Ich mach die Analyse mal kurz: Im Gebrauchtwagengeschäft des deutschen Autohandels steigt die Arbeitstemperatur. Die Erträge sind abgestürzt, die Standzeiten werden länger, die Bestände und damit die Zinskosten steigen, Leasingrestwerte passen immer weniger. Dazu kommt ein für deutsche Händlerseelen neuer Umstand: Wurde früher die überschüssige Ware nach Europa und auch darüber hinaus exportiert, findet jetzt das Gegenteil statt. Ware aus Südeuropa findet ihren Weg nach Deutschland (übrigens auch immer mehr Neuwagen, die sich da unten die Räder platt stehen).

Vielen Händlern steckt die letzte Krise noch arg in den Knochen. Auch, wenn die wenigen Jahre danach für die meisten durchaus gut gelaufen sind, reicht das sicher nicht, um die schweren Zeiten davor vollends auszugleichen. Insofern ist die Furcht groß, dass es den einen oder anderen böse erwischen könnte. Wenn ich mir vor Augen führe, welche Fragen sich der eine oder andere stellt, ist meine Befürchtung groß, dass diese Furcht auch berechtigt ist.

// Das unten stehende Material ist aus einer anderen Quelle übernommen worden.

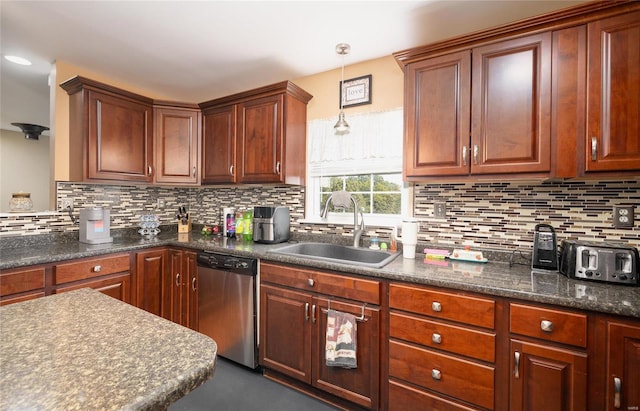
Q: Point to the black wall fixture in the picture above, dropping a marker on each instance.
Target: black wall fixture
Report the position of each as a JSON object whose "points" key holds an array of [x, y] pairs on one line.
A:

Gebrauchtwagengeschäft unter Druck – Beispiel Restwert

Ohne Frage ist es schon ein Fortschritt im Vergleich zu früheren Zeiten, dass viele Hersteller oder ihre Finanzinstitute diverse Maßnahmen ergriffen haben, um die Restwerte bzw. die Händler in Sachen Restwerten zu unterstützen. Aber damit löst man das Grundproblem nicht. Heute als Händler auf Basis von wie auch immer geschaffenen Tabellen Restwerte zu garantieren, die erst in drei oder vier Jahren Realität werden sollen, gleicht einem hochspekulativen Warentermingeschäft. In einer Marktwirtschaft gilt aber das Prinzip, je höher das Risiko, desto höher der Risikoaufschlag. Doch mal ganz ehrlich: Wo wird innerhalb dieses Geschäftsmodells im Autohandel ein hoher Risikoaufschlag realisiert?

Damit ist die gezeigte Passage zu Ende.